In New Zealand, the two-party political stability of the 1950s and 60s, with high voter turnout and party membership, is a thing of the past. Voter turnout was the lowest in the last election since the 1800s. Neoliberal, freemarket attempts to resurrect the growth levels of that “long boom” have abjectly failed, leading to a law wage economy, and massive dependence on primary industries like dairying and mining, forestry and drilling. This in turn requires attacks on the environment and on working people. Such unpopular necessities force the government to rely more and more on repression.

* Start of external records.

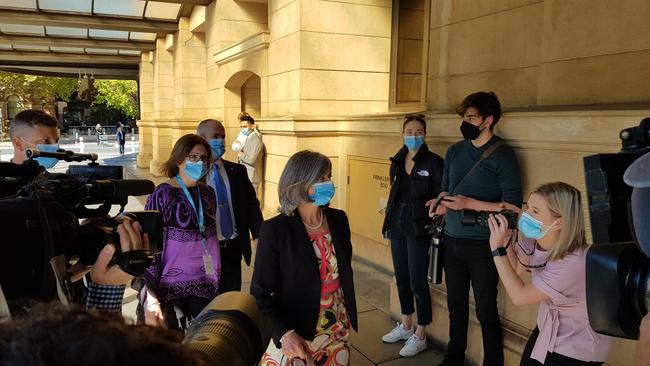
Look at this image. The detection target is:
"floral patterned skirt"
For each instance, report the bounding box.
[260,288,350,366]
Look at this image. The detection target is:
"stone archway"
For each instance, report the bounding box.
[224,70,264,204]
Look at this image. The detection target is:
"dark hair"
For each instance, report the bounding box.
[9,109,59,137]
[238,112,255,125]
[402,113,427,133]
[160,134,212,178]
[456,91,502,130]
[0,303,207,366]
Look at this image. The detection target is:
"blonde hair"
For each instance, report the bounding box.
[531,182,587,261]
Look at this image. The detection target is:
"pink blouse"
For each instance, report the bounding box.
[516,238,612,363]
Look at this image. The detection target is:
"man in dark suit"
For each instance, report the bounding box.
[197,119,263,293]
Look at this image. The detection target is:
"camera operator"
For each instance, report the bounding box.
[487,182,612,365]
[7,110,60,168]
[426,91,523,366]
[85,220,150,312]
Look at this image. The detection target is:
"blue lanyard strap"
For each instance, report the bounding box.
[175,175,207,252]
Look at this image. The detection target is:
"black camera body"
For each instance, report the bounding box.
[461,209,518,229]
[584,118,650,339]
[0,151,158,303]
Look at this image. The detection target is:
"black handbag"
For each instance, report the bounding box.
[427,140,505,284]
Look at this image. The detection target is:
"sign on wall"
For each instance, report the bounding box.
[347,157,391,244]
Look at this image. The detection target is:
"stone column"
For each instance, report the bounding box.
[136,52,154,168]
[149,37,175,176]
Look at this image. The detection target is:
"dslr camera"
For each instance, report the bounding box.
[461,209,518,229]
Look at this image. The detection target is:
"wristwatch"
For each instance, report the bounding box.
[491,247,508,257]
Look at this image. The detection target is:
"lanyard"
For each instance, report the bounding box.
[176,175,207,252]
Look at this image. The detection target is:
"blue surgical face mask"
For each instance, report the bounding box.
[309,181,335,206]
[208,139,225,159]
[183,160,206,181]
[35,143,60,169]
[518,212,558,240]
[404,136,424,151]
[241,128,251,136]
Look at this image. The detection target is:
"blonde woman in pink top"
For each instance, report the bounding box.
[487,182,612,366]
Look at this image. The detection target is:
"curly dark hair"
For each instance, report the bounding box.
[456,91,502,130]
[0,303,207,366]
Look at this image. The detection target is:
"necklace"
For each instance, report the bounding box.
[303,209,323,230]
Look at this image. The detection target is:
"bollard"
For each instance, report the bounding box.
[131,135,136,154]
[79,136,85,153]
[75,131,79,142]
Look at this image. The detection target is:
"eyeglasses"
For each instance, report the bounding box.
[187,153,209,163]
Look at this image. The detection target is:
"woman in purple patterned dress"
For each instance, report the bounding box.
[140,134,220,331]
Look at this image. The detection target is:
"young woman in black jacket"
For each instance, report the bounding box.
[380,114,444,358]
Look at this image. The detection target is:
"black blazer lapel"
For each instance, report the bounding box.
[288,214,320,277]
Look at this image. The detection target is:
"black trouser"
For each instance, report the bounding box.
[218,239,243,293]
[119,143,125,154]
[388,202,432,325]
[520,328,603,366]
[443,235,503,366]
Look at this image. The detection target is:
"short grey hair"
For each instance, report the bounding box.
[278,150,332,216]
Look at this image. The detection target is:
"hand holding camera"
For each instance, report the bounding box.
[90,220,150,286]
[487,214,513,251]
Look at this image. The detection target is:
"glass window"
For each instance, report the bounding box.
[0,0,36,9]
[39,0,91,13]
[50,46,84,53]
[46,26,88,37]
[145,2,181,20]
[13,44,49,51]
[391,0,429,105]
[94,0,146,17]
[85,48,118,54]
[129,32,157,41]
[0,24,44,35]
[118,50,141,56]
[89,29,129,40]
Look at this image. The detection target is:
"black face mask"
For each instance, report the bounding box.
[460,121,483,140]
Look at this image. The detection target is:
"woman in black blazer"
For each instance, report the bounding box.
[251,150,357,366]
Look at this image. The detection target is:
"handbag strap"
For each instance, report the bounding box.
[450,140,505,195]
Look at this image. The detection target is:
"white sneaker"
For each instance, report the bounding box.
[399,334,427,357]
[381,322,414,343]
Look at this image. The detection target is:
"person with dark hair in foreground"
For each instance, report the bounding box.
[0,303,207,366]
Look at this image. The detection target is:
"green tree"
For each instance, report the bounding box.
[93,80,139,119]
[0,72,77,101]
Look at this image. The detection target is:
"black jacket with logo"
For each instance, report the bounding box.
[382,143,444,238]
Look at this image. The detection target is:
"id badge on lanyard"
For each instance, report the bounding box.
[176,175,215,275]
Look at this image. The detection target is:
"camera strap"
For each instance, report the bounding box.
[451,140,505,196]
[434,140,506,227]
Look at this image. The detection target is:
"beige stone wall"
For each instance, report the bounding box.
[428,0,650,110]
[135,0,647,364]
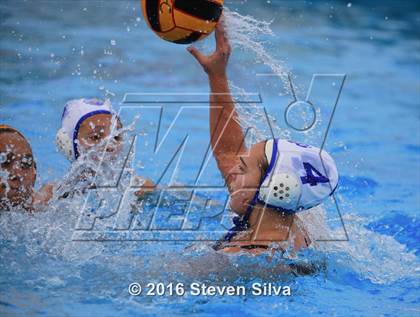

Cointelpro, Tunisia, and human intelligence

The threat posed by the intelligence apparatus of the state is serious – George Orwell’s 1984 was a reaction to the establishment of “totalitarian” regimes in Germany and Eastern Europe but state surveillance have been an increasing part of democratic societies since the end of World War 2. The FBI was established in the USA in the 1930s and the CIA after World War 2. Communists, leftists and trade unionists were the first major target in the 1950s McCarthy era, and in the 1960s and 70s, Cointelpro was established by the FBI to disrupt and “neutralise” the “New Left”, the 1968 movement. Cointelpro monitored radical movements, inflitrated and disrupted them, blackmailed, harassed and even assassinated activists. The most vicious attack was against the Black Panther Party, a revolutionary socialist party of black militants.

There are limits to the powers of the surveillance state however. Orwell’s grim vision of a triumphant totalitarian state –  “a boot stamping on a human face — forever” can never happen. States depend on a mix of coercion and coption. The murder of Fred Hampton and the election of Barack Obama are the two sides of the state’s strategy, just as in New Zealand mass incarceration and Waitangi settlements are both aspects of the state’s strategy to contain Maori dissent. No system  can survive entirely by repression.

Tunisia’s secret police was once 80,000-strong. But the Tunisian regime was politically bankrupt – living off the legacy of the anti-colonial struggle meant nothing to the young generation like Mohammed Boauzizi, who could not get work or make ends meet. The heroic uprising in Tunisia sparked a new wave of struggle and the entire Tunisian secret service has been abolished and dismantled. This is a great victory.

However, as we see in Egypt, with bloody massacres by the military of the supporters of  the deposed president, state surveillance is only one small challenge on the road to create a better world.